As we can see average word in our corpus consists of 5.5 letters and that is OK for English language. Maximum and minimum values are quite extreme and that is caused with some untidyness of the text.
One interesting feature is that in twitter messages we have on avarege almost twice shorter sentences than in blogs and news.
After some of the texts statistics it’s worth to take a quick look at a words, bigrams and trigrams in our corpuses.
tokens.stat <- function(text) {
words <- unlist(tokenizers::tokenize_words(text))
words <- data_frame(words = words)
words <- words %>% count(words, sort = TRUE)

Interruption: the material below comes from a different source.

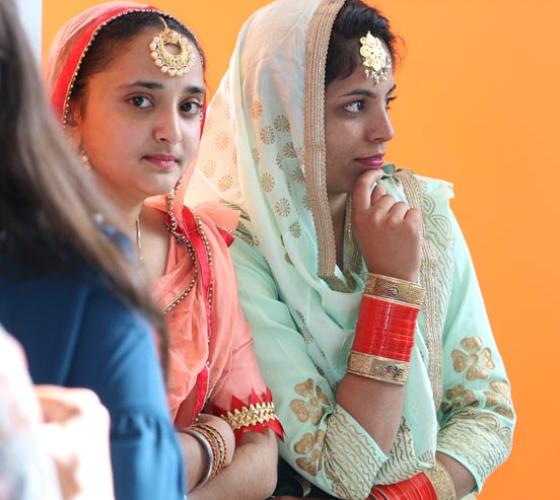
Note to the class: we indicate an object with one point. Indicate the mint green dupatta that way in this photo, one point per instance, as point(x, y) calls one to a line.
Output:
point(263, 152)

words <- words %>% mutate(sum = 100*cumsum(n)/sum(n))
words.full <- nrow(words)
words.90 <- nrow(words[words$sum < 90, ])
words.50 <- nrow(words[words$sum < 50, ])
bigrams <- unlist(tokenizers::tokenize_ngrams(text, n = 2))
bigrams <- data_frame(bigrams = bigrams)
bigrams <- bigrams %>% count(bigrams, sort = TRUE)
bigrams <- bigrams %>% mutate(sum = 100*cumsum(n)/sum(n))
bigrams.full <- nrow(bigrams)
bigrams.90 <- nrow(bigrams[bigrams$sum < 90, ])
bigrams.50 <- nrow(bigrams[bigrams$sum < 50, ])
trigrams <- unlist(tokenizers::tokenize_ngrams(text, n = 3))
trigrams <- data_frame(trigrams = trigrams)
trigrams <- trigrams %>% count(trigrams, sort = TRUE)
trigrams <- trigrams %>% mutate(sum = 100*cumsum(n)/sum(n))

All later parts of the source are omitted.